Morrem porque lhes falta água. Às vezes luz... Ou porque elas têm de morrer mesmo, quando dá o tempo delas.
A menina correu para a área de serviço; foi conferir o cesto de lixo. Ali estavam as finadas: pétalas escurecidas nas bordas remetendo ao sombreamento delineado por um hábil artista. Jaziam, porém, tristonhas, apagadas. O cetim enrugou em toda a extensão da planta. Não havia o que fazer por elas. Acabou-se.
Cedo ou tarde se chega a determinado ponto da compreensão em que a morte deixa de ser questionada para ser aceita. Se bem que, aceitar totalmente, talvez nunca o seja por essa eternidade que vive dentro da gente.  Nascer é bem mais fácil para a nossa infinidade, mas é a morte que dá o tom à nossa finitude. Deu para entender? Não se trata apenas de aspectos fisiológicos.
Coube à menina encerrar a conversa. Distraiu-se, o que não é surpresa para seus três anos de vivacidade.
O dia escorregou mal-e-mal ligeiro. A noite chegou espontânea e a hora de dormir caiu como uma luva para os bocejos das crianças. O rito para o sono começa. Escovar os dentes, fazer a última gota de xixi, conferir a cama. Ei, cadê a boneca? Aquela boneca de veludo que completa o aconchego das cobertas e o carinho dos dedos que roçam a bochecha rosada da menina. A naninha de saião rodado. Sumiu, dispara um desavisado.
-Sumiu não – avisa a menina- Ela morreu!
Como assim, morreu? Bonecas não morrem.
- Morrem sim!
Justifiquei que bonecas não morrem, pois nunca foram vivas.
- Não morrem? Então só a flor morre?
Já sentiu um aperto no peito? Como se várias fitas delicadas de cetim amarrassem a circunferência carnosa do seu coração? Foi essa a sensação em resposta àquela pergunta: “Só flor morre?”
Pudera lhe dizer que sim, mas a resposta obviamente teve de ser um não. Todos os seres vivos morrem, desde a flor até os animais. A gente mata bactérias, por exemplo. Quem se lembra que também são vivas? Só na hora da dor de garganta, diga-se de passagem.
A menina estava em pé como se guardasse a porta do armário. Nesse instante se afastou e abriu a porta da bagunça. Foi de onde tirou a boneca.

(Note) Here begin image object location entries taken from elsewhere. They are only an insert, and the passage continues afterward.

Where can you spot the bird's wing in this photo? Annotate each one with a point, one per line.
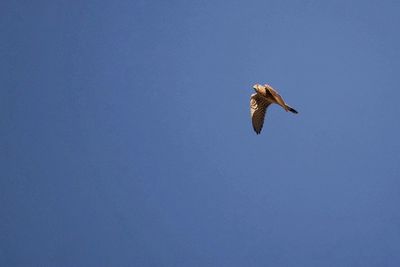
(258, 108)
(276, 96)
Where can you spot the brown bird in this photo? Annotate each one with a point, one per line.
(259, 102)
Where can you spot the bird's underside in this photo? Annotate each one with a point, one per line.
(260, 101)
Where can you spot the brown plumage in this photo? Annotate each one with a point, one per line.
(259, 102)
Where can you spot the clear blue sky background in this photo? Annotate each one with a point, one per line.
(126, 137)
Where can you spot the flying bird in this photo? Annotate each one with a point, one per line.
(265, 95)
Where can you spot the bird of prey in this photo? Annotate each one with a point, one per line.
(265, 95)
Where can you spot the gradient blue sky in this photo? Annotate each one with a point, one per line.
(126, 138)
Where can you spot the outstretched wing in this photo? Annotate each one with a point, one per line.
(276, 96)
(258, 108)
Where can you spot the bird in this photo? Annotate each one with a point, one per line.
(264, 96)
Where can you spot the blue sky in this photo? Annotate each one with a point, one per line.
(126, 137)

Eis o milagre: a naninha reviveu.
E assim se encaixa a primeira peça no quebra cabeça que a gente leva a vida toda montando, mas que, contudo, sempre nos faltará a derradeira peça.

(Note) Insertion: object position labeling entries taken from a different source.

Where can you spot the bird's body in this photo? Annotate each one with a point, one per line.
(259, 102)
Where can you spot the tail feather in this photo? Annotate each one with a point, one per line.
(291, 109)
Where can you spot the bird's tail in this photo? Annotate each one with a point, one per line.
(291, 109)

quinta-feira, 2 de junho de 2016

No more tears

O caçula não se dá bem com portas fechadas, talvez por uma intolerância adquirida ao nascer, quando todos os empecilhos biológicos acabaram por ser dramaticamente rompidos para a saída triunfal do útero.

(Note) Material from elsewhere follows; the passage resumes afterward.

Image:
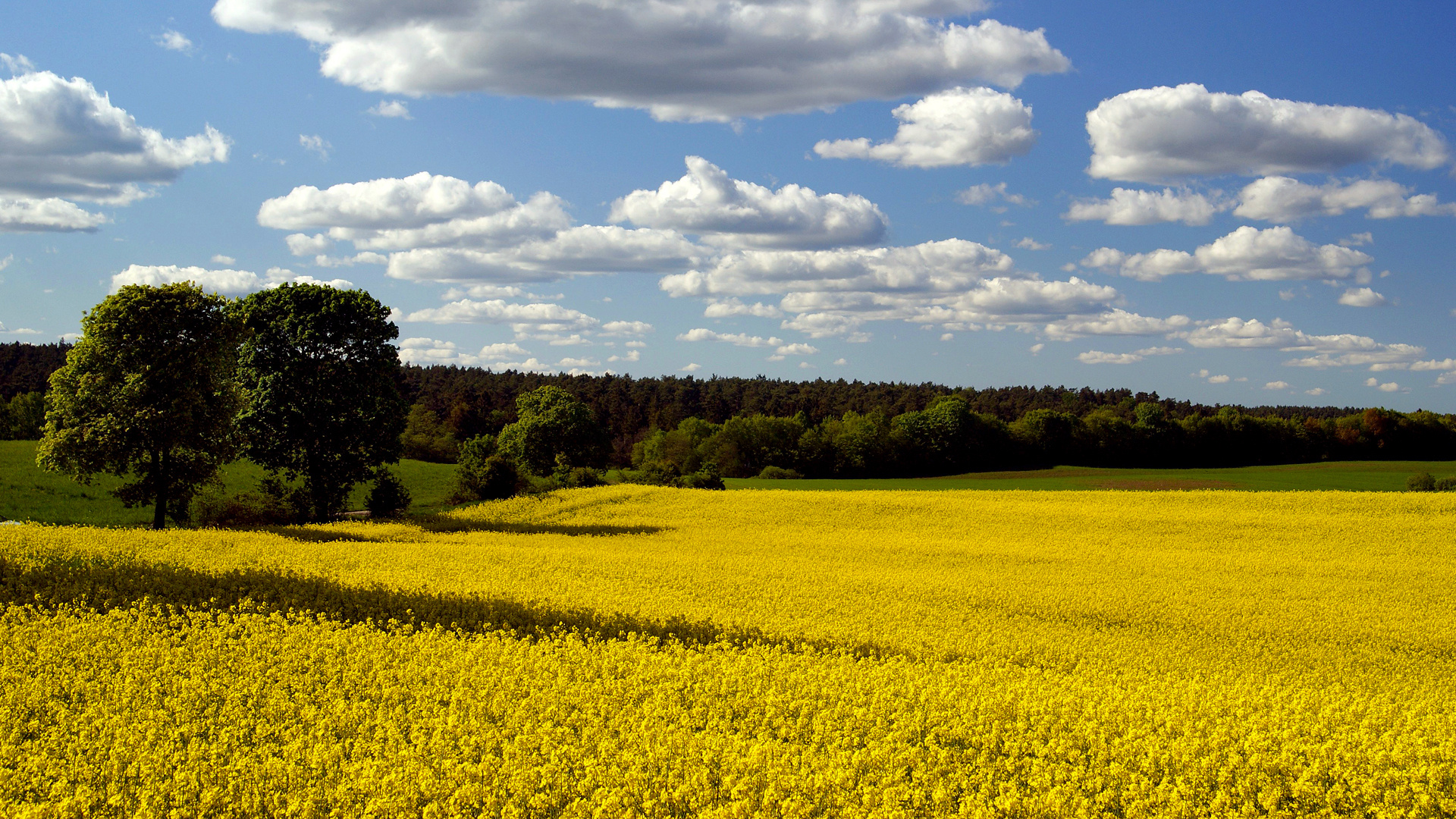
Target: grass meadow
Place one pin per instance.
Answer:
(654, 651)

O menino pensa que todas as entradas e saídas devem estar escancaradas ao seu bel prazer. Ele chega sorrateiro, empurrando a porta ora encostada, ora entreaberta. Mal consigo visualizar mentalmente a cena sem sucumbir ao riso. Agora, agorinha, até posso, mas à hora do banho não me é agradável, nem engraçado, tirar o xampu da cabeça sendo observada pelos olhos terrivelmente ressentidos do pequeno intruso. Sem contar a sonoplastia que é de cortar o coração. Ele manda muito bem no choro. Sim, digamos que o rapaz tem talento. O estribilho é de livre autoria minha:

Não, mãe...
Não foi esse o nosso contrato;
Não, mãe...
Banho não pode, não.

E ele se segura no batente para não desmoronar, ato falho do qual a porta o salva por um triz. A pele felpuda do bebê vai se enrubescendo num rompante febril até que o frenesi alcança o nível máximo da frustração. Que pensamento poderia levá-lo a sofrer tanto? Talvez confabule, em parco e inocente vocabulário, que a mãe jamais sairá do banho, considerando que o “jamais” em sua percepção de tempo possa equivaler a breves cinco minutos.

Será a mesma percepção de tempo que tenho em relação à sua primeira infância, tão longa enquanto durar? Quando se passarem os breves cinco minutos disfarçados de dias, meses e anos, talvez eu tome seu lugar à porta. Obviamente não àquela, mas à porta que se abre ao novo. Estarei aguardando-o chegar ao longe, uma vez mais, ansiosa por ouvir o ritmo oco dos seus passos. Antevejo-me com os olhos molhados, a pele febril e a voz abafada.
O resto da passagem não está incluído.